I am an education psychologist best known for my "Conditions of Learning" which identified the mental conditions of learning and was published in 1965. I was born in North Andover, Maine in 1916 and died in 2002. I earned my Ph.D. in psychology from Brown University in 1940. I went on to work as a professor for Connecticut College, Penn State University and Florida State University. I also served as Director of the U.S. Air Force Perceptual and Motor Skill Laboratory were I began developing my principles of my learning theory.

I am considered to be a major contributor to the systematic approach of instructional design. My learning theory is summarized as The Gagne Assumption and consists of five types of learning (each requires a different type of instruction) and nine events of instruction. I've also identified a hierarchy of eight conditions to learning.

Five Types of Learning - learning is similar to processing it is sequential and builds on prior knowledge.

  1. Verbal Information
  2. Intellectual Skills
  3. Cognitive Strategies
  4. Motor Skills
  5. Attitude

Nine Events of Instruction - these events apply to each of the 5 types of learning but not necessarily in the same order for each type.

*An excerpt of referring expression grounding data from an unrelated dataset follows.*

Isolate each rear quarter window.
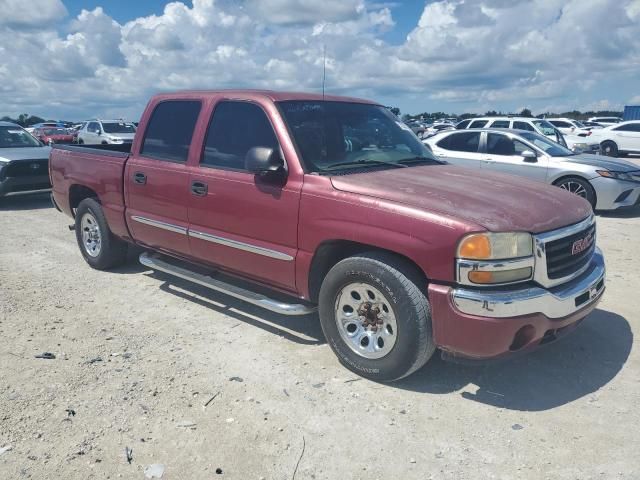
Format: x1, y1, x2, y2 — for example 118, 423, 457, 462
141, 100, 202, 163
436, 131, 481, 152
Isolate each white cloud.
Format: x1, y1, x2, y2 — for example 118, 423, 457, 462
0, 0, 67, 29
0, 0, 639, 120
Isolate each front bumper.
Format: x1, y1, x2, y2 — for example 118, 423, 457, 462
0, 174, 51, 197
428, 248, 605, 360
591, 176, 640, 210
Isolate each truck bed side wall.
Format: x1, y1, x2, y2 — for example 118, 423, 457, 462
50, 148, 131, 240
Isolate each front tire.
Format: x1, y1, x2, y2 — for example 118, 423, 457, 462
601, 140, 618, 157
75, 198, 127, 270
318, 252, 435, 382
554, 176, 596, 209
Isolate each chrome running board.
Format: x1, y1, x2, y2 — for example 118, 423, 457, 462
139, 252, 317, 316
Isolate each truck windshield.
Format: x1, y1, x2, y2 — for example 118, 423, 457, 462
278, 101, 439, 173
519, 131, 575, 157
102, 122, 136, 134
0, 126, 42, 148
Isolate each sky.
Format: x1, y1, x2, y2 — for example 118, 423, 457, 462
0, 0, 639, 121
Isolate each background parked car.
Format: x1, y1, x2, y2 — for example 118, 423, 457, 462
588, 116, 622, 126
0, 121, 51, 197
419, 122, 455, 139
424, 128, 640, 210
588, 120, 640, 157
77, 119, 137, 145
33, 127, 75, 145
581, 121, 604, 129
456, 116, 578, 147
547, 118, 593, 136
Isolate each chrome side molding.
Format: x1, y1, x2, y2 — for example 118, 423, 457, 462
189, 229, 294, 261
129, 216, 293, 261
131, 215, 188, 235
139, 252, 316, 316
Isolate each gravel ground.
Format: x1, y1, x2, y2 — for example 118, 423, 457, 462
1, 192, 639, 480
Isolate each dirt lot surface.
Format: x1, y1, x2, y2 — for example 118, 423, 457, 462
1, 193, 639, 480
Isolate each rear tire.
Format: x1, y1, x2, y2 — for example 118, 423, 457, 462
318, 252, 435, 382
554, 176, 596, 209
75, 198, 127, 270
601, 141, 618, 157
78, 139, 84, 145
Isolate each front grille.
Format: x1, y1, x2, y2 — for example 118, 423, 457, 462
545, 223, 596, 279
4, 159, 48, 177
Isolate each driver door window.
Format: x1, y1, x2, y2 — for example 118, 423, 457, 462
201, 101, 279, 171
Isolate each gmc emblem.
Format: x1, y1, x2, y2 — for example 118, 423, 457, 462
572, 232, 594, 255
30, 163, 40, 170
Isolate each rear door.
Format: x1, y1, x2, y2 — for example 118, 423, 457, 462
481, 132, 548, 181
125, 99, 203, 256
430, 131, 482, 168
186, 99, 301, 291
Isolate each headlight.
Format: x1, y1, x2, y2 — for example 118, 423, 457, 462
457, 232, 533, 260
571, 143, 588, 152
596, 170, 636, 182
457, 232, 534, 286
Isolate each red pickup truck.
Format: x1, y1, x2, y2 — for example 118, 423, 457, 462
50, 90, 605, 381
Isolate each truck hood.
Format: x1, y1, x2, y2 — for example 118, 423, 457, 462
0, 146, 51, 162
558, 154, 640, 172
330, 165, 592, 234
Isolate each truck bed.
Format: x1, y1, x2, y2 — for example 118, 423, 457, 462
49, 144, 132, 240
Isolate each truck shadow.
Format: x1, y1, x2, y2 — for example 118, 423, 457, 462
145, 271, 325, 347
0, 192, 52, 211
597, 206, 640, 218
395, 309, 632, 411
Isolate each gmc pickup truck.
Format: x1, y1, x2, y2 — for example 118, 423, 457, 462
50, 90, 606, 381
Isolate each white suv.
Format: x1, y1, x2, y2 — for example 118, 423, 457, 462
77, 120, 137, 145
589, 121, 640, 157
588, 116, 622, 126
456, 116, 599, 153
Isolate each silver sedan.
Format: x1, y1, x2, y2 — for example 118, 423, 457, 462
423, 128, 640, 210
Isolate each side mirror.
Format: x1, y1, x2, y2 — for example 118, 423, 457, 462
522, 150, 537, 162
245, 147, 286, 177
96, 130, 102, 136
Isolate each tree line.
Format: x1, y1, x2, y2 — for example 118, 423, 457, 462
399, 108, 623, 122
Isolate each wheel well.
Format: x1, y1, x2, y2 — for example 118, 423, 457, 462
69, 184, 99, 214
307, 240, 428, 303
552, 175, 597, 205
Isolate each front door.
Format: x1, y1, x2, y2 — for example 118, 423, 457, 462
481, 132, 548, 182
187, 99, 301, 291
125, 99, 203, 257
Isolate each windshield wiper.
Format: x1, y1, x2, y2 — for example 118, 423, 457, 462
396, 156, 443, 166
323, 159, 408, 171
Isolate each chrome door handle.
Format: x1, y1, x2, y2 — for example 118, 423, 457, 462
133, 172, 147, 184
191, 181, 208, 196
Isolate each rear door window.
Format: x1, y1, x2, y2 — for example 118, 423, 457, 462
437, 132, 481, 152
141, 100, 202, 163
513, 121, 535, 131
490, 120, 510, 128
469, 120, 488, 128
201, 101, 279, 171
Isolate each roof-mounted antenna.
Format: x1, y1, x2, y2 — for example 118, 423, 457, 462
322, 44, 326, 100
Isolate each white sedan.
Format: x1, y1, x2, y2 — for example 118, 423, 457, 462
588, 121, 640, 157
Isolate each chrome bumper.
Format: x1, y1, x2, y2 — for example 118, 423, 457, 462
452, 248, 605, 319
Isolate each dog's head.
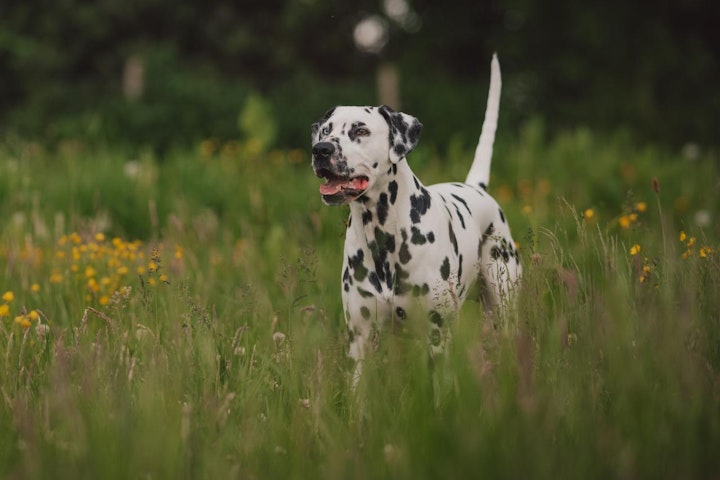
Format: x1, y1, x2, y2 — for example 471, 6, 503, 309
311, 106, 422, 205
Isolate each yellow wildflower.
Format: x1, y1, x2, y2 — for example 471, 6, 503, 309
95, 232, 106, 242
687, 236, 696, 248
148, 261, 158, 273
31, 283, 40, 293
635, 201, 647, 213
699, 246, 713, 258
85, 266, 97, 278
14, 315, 31, 329
49, 271, 64, 283
88, 278, 100, 292
630, 244, 641, 256
679, 231, 687, 242
0, 304, 9, 316
639, 264, 652, 284
619, 215, 631, 229
99, 295, 110, 306
2, 291, 14, 303
28, 310, 39, 321
584, 208, 595, 220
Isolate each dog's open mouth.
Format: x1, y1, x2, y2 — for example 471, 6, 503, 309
316, 169, 369, 197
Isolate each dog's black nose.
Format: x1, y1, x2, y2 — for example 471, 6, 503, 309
312, 142, 335, 158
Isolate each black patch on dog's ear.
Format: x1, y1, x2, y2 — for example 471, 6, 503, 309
378, 105, 423, 163
311, 107, 337, 138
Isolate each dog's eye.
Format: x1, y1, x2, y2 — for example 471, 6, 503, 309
355, 127, 370, 136
321, 126, 332, 137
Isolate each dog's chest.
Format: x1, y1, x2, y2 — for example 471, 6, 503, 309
340, 187, 487, 318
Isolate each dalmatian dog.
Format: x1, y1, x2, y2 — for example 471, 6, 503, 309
311, 55, 521, 380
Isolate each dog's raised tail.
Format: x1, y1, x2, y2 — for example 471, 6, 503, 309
465, 53, 501, 189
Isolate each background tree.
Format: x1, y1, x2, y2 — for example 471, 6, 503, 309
0, 0, 717, 149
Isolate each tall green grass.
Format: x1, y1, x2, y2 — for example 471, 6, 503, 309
1, 127, 718, 478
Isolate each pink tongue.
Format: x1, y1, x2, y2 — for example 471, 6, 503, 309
319, 179, 344, 195
319, 177, 368, 195
353, 177, 369, 191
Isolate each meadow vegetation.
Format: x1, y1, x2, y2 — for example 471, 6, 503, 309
1, 123, 719, 479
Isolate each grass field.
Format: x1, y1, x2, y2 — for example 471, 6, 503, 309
1, 124, 719, 479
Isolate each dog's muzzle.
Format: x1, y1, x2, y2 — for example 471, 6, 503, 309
312, 141, 369, 203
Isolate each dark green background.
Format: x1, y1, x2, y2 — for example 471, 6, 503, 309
1, 0, 718, 150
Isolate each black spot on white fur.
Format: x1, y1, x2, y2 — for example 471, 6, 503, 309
349, 249, 368, 281
399, 229, 412, 264
484, 223, 495, 237
452, 204, 466, 229
357, 287, 374, 298
348, 121, 368, 143
451, 194, 472, 216
458, 254, 463, 281
388, 180, 398, 204
378, 105, 423, 161
377, 193, 389, 225
369, 272, 382, 293
362, 210, 373, 225
440, 257, 450, 281
410, 187, 431, 224
429, 310, 443, 327
449, 222, 458, 255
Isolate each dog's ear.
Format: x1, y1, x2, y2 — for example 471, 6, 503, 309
311, 107, 337, 139
378, 105, 423, 163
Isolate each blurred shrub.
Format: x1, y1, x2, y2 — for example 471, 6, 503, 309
101, 48, 250, 150
4, 47, 252, 151
238, 94, 277, 152
1, 0, 718, 150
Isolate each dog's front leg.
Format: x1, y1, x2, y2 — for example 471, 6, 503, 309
343, 300, 378, 388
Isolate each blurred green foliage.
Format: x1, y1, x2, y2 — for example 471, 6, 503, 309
0, 0, 718, 149
239, 94, 277, 152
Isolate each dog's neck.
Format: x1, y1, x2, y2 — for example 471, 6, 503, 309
348, 158, 424, 237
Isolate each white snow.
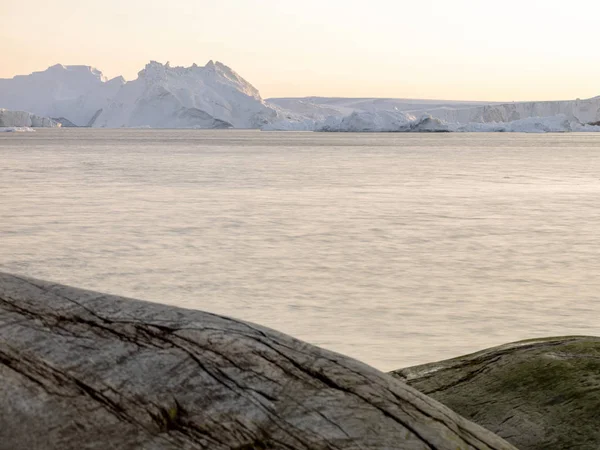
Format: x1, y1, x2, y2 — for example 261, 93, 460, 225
0, 109, 59, 128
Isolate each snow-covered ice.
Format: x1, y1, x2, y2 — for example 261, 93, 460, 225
268, 97, 496, 121
0, 65, 123, 127
266, 110, 600, 133
1, 61, 599, 132
270, 96, 600, 133
410, 97, 600, 126
92, 61, 278, 129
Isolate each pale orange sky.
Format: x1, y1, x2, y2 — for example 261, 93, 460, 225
1, 0, 599, 101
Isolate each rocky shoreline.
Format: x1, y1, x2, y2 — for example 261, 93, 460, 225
0, 272, 596, 449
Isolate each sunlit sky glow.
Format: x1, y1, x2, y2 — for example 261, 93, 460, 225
1, 0, 599, 101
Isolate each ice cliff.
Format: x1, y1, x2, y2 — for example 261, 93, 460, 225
266, 98, 600, 133
265, 109, 600, 133
271, 96, 600, 128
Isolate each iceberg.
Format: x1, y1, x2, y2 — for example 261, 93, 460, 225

  1. Gaining attention - pique the learners interest
  2. Informing learners of objectives - discuss what will be taught
  3. Stimulating recall of prior learning - ask questions to call upon what they already know
  4. Presenting the stimulus - teach the lesson
  5. Providing learning guidance - allow teacher facilitated student practice
  6. Eliciting performance - have learner complete a task on what was taught
  7. Providing feedback - let learner know how they did on the task
  8. Assessing performance - evaluate learner on their knowledge of what was taught
  9. Enhancing retention and transfer - provide activity to help learners remember what was taught

Eight Conditions of Learning - the hierarchal structure is listed lowest to highest, you must master each step before reaching the next.

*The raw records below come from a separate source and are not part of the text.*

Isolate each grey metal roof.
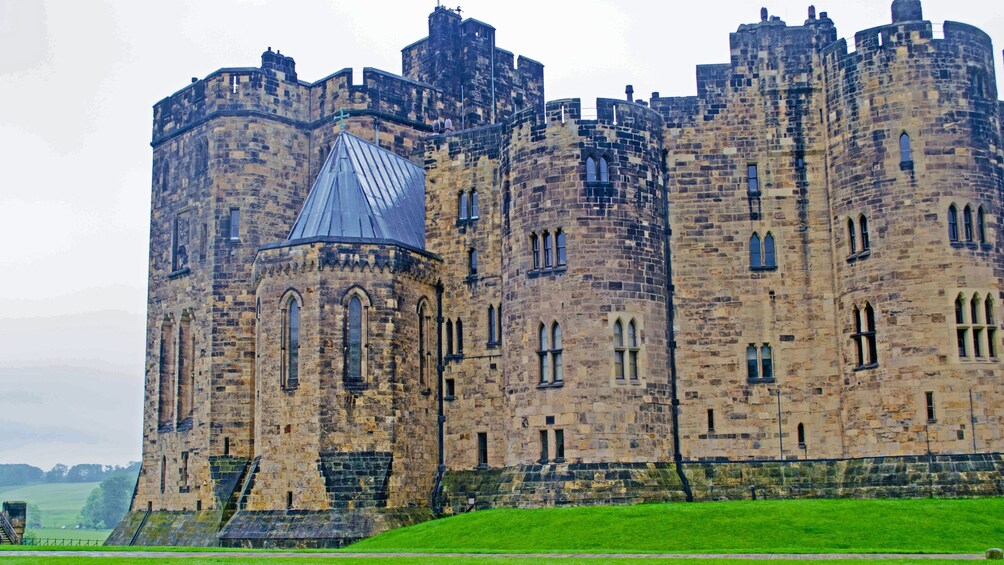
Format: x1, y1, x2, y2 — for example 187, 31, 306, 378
287, 132, 426, 249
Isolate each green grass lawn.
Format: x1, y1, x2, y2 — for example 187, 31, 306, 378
0, 482, 99, 528
0, 560, 983, 565
349, 498, 1004, 554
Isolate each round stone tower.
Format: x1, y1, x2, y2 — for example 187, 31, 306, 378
499, 99, 673, 465
823, 1, 1004, 456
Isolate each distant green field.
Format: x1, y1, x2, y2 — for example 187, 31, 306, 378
0, 482, 100, 528
350, 498, 1004, 554
22, 527, 111, 543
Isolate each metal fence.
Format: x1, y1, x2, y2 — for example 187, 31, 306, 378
21, 537, 104, 547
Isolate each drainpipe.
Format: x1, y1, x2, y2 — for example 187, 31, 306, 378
431, 281, 446, 512
662, 150, 693, 502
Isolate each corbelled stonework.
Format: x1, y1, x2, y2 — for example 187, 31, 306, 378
114, 2, 1004, 548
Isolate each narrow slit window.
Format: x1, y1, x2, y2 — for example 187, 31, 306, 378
347, 295, 362, 380
538, 324, 549, 384
531, 234, 540, 270
848, 218, 857, 254
797, 423, 806, 447
964, 205, 974, 242
760, 344, 773, 380
978, 205, 987, 244
458, 192, 469, 220
554, 429, 565, 460
539, 430, 549, 463
446, 320, 454, 357
468, 248, 478, 276
470, 190, 479, 219
707, 409, 715, 432
948, 205, 959, 242
614, 319, 625, 379
750, 233, 762, 269
229, 208, 240, 241
543, 231, 553, 268
865, 303, 878, 365
488, 305, 497, 345
860, 216, 870, 251
747, 164, 760, 194
853, 306, 865, 367
899, 133, 912, 163
627, 320, 639, 379
746, 345, 759, 380
556, 230, 567, 266
925, 391, 935, 421
599, 157, 609, 182
763, 233, 776, 268
456, 318, 464, 355
477, 432, 488, 468
586, 157, 597, 183
551, 323, 563, 383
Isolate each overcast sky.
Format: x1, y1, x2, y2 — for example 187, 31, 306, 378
0, 0, 1001, 470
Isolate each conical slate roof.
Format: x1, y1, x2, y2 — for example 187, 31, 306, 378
287, 132, 426, 250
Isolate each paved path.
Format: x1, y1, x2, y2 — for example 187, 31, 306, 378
0, 550, 986, 559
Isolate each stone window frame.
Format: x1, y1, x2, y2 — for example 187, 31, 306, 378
585, 154, 611, 184
745, 342, 775, 383
477, 432, 489, 470
746, 163, 760, 196
417, 298, 433, 387
851, 303, 878, 370
341, 286, 371, 386
749, 232, 777, 271
612, 315, 645, 383
537, 320, 564, 389
948, 201, 991, 249
487, 304, 499, 348
176, 309, 195, 430
280, 289, 303, 391
457, 188, 480, 225
948, 204, 960, 242
528, 228, 568, 278
899, 131, 913, 169
157, 314, 177, 432
955, 291, 998, 361
846, 214, 871, 263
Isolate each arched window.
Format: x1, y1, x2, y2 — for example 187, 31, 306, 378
948, 205, 959, 242
531, 233, 540, 270
859, 215, 870, 252
750, 233, 762, 269
346, 295, 363, 381
488, 305, 497, 345
852, 306, 865, 367
599, 157, 610, 182
281, 297, 301, 389
542, 231, 553, 268
964, 205, 974, 242
551, 323, 563, 383
556, 230, 567, 267
586, 157, 597, 182
470, 190, 479, 219
458, 192, 469, 220
987, 298, 998, 358
468, 248, 478, 276
797, 423, 806, 448
456, 318, 464, 355
538, 324, 549, 384
899, 132, 912, 163
864, 303, 878, 365
978, 205, 987, 244
158, 318, 176, 430
763, 233, 776, 268
972, 295, 984, 358
847, 218, 857, 254
613, 319, 625, 379
627, 320, 639, 379
177, 312, 195, 425
956, 294, 966, 324
418, 302, 429, 385
760, 344, 773, 380
746, 345, 759, 380
446, 319, 454, 357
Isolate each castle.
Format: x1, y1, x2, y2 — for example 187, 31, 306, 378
110, 0, 1004, 547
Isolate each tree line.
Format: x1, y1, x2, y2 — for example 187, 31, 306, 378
0, 462, 140, 486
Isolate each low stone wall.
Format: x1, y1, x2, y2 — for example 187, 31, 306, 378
105, 510, 224, 547
439, 453, 1004, 512
439, 462, 688, 514
217, 507, 433, 549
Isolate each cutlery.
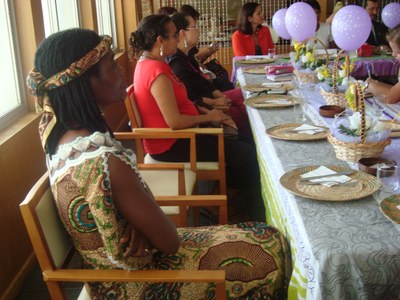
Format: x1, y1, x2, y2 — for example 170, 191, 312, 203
299, 170, 356, 182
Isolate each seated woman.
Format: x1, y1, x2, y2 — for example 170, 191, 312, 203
28, 27, 291, 299
168, 12, 253, 143
366, 24, 400, 104
232, 2, 274, 56
130, 14, 264, 220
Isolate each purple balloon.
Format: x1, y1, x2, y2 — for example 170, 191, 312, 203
285, 2, 317, 42
272, 9, 291, 40
332, 5, 372, 51
382, 3, 400, 29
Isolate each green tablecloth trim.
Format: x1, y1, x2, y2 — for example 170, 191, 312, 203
254, 138, 308, 300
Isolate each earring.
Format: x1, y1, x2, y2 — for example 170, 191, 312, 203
160, 45, 164, 57
184, 38, 188, 48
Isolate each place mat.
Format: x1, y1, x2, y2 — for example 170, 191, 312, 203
380, 120, 400, 138
244, 95, 300, 108
277, 53, 290, 59
279, 165, 381, 201
266, 123, 328, 141
380, 194, 400, 224
242, 82, 295, 92
236, 58, 274, 64
242, 67, 266, 74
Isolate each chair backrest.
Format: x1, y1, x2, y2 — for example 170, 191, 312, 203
20, 172, 73, 298
125, 84, 146, 163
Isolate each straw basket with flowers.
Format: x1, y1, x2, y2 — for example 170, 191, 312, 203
291, 38, 329, 84
318, 50, 354, 107
327, 81, 391, 162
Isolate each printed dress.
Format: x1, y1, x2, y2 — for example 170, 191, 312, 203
48, 131, 291, 299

  1. Signal learning: the learner makes a general response to a signal
  2. Stimulus-response learning: the learner makes a precise response to a signal
  3. Chaining: the connection of a set of individual stimulus & responses in a sequence.
  4. Verbal association: the learner makes associations using verbal connections
  5. Discrimination learning: the learner makes different responses to different stimuli that are somewhat alike
  6. Concept learning: the learner develops the ability to make a generalized response based on a class of stimuli
  7. Rule learning: a rule is a chain of concepts linked to a demonstrated behavior
  8. Problem solving: the learner discovers a combination of previously learned rules and applies them to solve a novel situation
The Gagne Assumption ~ is for each of the different types of learning (learning goals) that exist different instructional conditions are required.